John Henry and Universal Health Care

John Henry and Universal Health Care October 17, 2017

National Public Radio’s Only a Game show (sports the NPR way) had a good multi-angle story this weekend on corruption in college sports. It took an unexpectedly religious turn in a segment “Tracing The Origins of College Sports Amateurism.”

They brought on Paul Putz, who’s studying history at Baylor and who has been doing some really interesting stuff on the intersection of sports and white evangelicalism, the idea of sports as moral formation, and the history of evangelical “sports ministries.” Putz guides us through a brief summary of a strange, and influential, moment in modern religion — the idea of “muscular Christianity.”

This devotion to amateur sports can be traced back to something called Muscular Christianity. It started in England, during the Industrial Revolution. The idea was that life was getting too easy for the middle and upper classes. Their bodies were getting weak.

“And meanwhile,” Putz says, “lots of lower class people are building up strength. They’re becoming muscular.”

Basically, those in power wanted to make sure they stayed in power.

“So it’s very closely tied with class, and with race, and with imperialism in the 19th century,” Putz says.

The show goes on to discuss how this influenced people like Teddy Roosevelet, and how it shaped the ideology of “amateurism” that today makes NCAA athletes the unpaid interns of a professional sports industry. And how it relates to why schools have huge sports programs at all (which is so customary that it can be hard to step back and consider how weird that is).

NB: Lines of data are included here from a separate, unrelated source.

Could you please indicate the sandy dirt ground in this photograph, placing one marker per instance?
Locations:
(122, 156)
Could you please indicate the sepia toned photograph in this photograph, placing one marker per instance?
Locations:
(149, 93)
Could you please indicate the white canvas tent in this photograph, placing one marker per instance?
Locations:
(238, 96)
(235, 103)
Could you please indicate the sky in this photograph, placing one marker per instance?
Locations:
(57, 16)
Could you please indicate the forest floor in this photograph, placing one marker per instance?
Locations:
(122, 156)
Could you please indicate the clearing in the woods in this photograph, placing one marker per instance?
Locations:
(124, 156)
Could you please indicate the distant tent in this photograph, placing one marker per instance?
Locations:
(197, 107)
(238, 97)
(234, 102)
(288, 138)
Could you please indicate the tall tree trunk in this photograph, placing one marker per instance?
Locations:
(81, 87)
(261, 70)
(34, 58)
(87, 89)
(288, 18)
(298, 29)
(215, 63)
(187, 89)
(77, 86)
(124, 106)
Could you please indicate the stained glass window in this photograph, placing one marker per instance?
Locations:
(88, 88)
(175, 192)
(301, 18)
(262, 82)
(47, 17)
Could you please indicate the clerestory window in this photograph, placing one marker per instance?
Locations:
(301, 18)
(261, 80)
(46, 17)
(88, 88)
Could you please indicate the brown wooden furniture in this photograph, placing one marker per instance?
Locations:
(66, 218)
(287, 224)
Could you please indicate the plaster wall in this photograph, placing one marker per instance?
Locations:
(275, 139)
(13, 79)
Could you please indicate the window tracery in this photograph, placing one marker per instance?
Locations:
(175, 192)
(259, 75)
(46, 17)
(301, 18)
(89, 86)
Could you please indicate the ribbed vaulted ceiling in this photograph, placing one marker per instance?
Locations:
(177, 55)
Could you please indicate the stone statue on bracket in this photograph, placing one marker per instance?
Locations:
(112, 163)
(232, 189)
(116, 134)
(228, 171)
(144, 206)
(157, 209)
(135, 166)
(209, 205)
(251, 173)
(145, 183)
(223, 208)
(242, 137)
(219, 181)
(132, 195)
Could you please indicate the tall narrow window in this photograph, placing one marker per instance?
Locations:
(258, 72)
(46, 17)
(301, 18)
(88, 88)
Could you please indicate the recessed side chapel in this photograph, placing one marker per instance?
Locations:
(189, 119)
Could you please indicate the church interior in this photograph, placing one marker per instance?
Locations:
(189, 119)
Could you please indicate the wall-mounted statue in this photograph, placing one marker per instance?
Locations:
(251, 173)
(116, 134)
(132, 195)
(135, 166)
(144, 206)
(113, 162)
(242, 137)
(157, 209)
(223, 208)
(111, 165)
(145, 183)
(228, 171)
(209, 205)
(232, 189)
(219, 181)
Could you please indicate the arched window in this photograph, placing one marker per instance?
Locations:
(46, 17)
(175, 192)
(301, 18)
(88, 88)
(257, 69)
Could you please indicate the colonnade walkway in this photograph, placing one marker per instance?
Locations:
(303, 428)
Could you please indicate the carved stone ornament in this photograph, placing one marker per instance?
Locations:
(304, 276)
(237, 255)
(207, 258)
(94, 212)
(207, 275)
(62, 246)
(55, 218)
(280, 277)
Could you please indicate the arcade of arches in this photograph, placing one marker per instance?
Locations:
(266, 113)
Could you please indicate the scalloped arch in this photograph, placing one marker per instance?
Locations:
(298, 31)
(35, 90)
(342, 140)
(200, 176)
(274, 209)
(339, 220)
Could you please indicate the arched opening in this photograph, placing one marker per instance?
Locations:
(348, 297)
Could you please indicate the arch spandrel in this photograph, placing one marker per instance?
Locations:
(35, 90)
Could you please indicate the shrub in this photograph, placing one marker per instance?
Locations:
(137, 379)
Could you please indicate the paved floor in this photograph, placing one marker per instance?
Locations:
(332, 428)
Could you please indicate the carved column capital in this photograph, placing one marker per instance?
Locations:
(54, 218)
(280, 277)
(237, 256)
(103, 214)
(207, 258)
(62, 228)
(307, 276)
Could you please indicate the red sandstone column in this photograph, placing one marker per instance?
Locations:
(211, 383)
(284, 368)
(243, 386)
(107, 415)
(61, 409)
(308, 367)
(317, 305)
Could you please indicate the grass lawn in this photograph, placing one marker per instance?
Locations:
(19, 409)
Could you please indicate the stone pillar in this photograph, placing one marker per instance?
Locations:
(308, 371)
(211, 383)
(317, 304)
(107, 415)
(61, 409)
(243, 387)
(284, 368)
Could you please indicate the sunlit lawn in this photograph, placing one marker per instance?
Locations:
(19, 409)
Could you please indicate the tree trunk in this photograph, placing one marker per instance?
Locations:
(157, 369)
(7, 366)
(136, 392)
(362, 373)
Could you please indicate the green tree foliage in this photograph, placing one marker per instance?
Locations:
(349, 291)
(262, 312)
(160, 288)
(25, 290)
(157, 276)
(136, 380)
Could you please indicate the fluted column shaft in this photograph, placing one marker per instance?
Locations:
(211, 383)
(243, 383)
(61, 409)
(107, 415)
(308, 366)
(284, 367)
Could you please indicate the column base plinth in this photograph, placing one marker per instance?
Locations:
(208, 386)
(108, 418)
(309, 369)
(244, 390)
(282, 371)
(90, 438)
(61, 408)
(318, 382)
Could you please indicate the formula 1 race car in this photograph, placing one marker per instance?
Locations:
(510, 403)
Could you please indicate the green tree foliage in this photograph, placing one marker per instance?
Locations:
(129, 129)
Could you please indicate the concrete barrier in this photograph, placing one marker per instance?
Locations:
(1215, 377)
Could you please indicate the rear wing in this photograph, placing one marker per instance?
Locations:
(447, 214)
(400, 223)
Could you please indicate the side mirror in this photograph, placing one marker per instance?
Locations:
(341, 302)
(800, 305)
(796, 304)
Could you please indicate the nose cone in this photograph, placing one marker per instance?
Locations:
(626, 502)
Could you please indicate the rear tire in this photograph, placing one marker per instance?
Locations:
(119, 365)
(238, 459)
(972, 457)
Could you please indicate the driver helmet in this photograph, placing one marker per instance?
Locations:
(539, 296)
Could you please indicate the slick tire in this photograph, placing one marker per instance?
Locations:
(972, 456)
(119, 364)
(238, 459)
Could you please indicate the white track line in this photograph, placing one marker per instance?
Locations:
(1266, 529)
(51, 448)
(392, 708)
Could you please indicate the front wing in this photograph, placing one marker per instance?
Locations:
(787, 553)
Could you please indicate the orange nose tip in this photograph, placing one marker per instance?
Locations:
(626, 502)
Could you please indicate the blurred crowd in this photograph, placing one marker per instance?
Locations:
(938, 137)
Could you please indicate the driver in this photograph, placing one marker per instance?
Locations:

What struck me most, though, is the way that this “Muscular Christianity” is rooted in fear — specifically in fear of the physically stronger, and more numerous, working class. Here in America, this gets tied in to the nation’s congenital fear of black rebellion. It’s the same perpetual uneasiness that erupted into the white panic of the New York Conspiracy of 1741 (see here and here). The same fear described in the ending of Orwell’s essay on “Marrakech.”

Muscular Christianity took that fear and responded by saying, “We’d better starting working out.” This was gussied up with talk of sound minds in sound bodies, the education of the whole person, and fitness as moral character-building — all of which is fine on its own. But lurking there in the background was that terrifying idea that they were becoming stronger than us, and so we must prepare ourselves if they ever decide to do what we would do if we were in their position.

I think that same fear is a part of the reason we don’t have universal health care here in America. If the larger and physically stronger working class is “allowed” access to health care, then they’ll be that much more formidable when the day comes that they finally put us up against the wall. Their labor has made them stronger than us, but it also breaks their bodies and sickens them. If they started getting proper health care, there might be no stopping them.

Statue of John Henry near the Big Bend Tunnel in West Virginia (Wikimedia photo by Ken Thomas)
Statue of John Henry near the Big Bend Tunnel in West Virginia (Wikimedia photo by Ken Thomas)

Yesterday, I saw a clip from Fox News that illustrates the same kind of health-as-morality ideology taught by Muscular Christianity — the idea that perfect health is a moral obligation and a moral possibility, and that therefore health problems are also, in a sense, moral failings. And I think the clip also shows traces of the fear — fear of a strong and healthy underclass — that I’m describing above.

You can watch the clip here on Twitter. The anchor or emcee or ringmaster (or whatever they call these folks on Fox) mostly just expresses the kind of stingy paternalism that forces poor and working class Americans to jump through hoops, but consider the implications of his question.

“What’s the motivation?” he asks. “The poorest Americans, who are getting their co-pays and things like that covered, what’s the motivation for them to try to live a healthier lifestyle? I mean, if it doesn’t cost them anything to go to the doctor, what’s the motivation?”

He’s spinning this as concern for Medicaid recipients — as though what he wants is for them to “live a healthier lifestyle.” That, of course, is really about his hopes that “motivating” the poorest Americans to “live a healthier lifestyle” will mean they incur fewer health-care costs and don’t skew his insurance risk pool. Why should he have to pay — however indirectly — for other people’s care if those people have twice-over demonstrated their moral inferiority (first by being poor, then by getting sick)?

Note, though, the weird assumption this Fox spokesmodel seems to be making. If those people aren’t financially deterred from going to the doctor, then he imagines they will all be in perfect health all the time. He’s not just worried that access to health care will reduce their “motivation” to eat their veggies and exercise, he’s worried that access to health care will turn them into unstoppable, immortal juggernauts, superhumans impervious to sickness, pain and injury — into people who can no longer be subdued or suppressed.

For this guy, the legendary story of John Henry ends just as it should. The working man’s superhuman strength gets the tunnel built, but that task also broke his body and killed him. If, instead, John Henry was getting his co-pays and things like that covered, if it didn’t cost him anything to go to the doctor, well, then he might have survived, his strength intact. And then what could possibly stop him from turning his hammer in another direction and demanding a fairer share of the railroad’s wealth?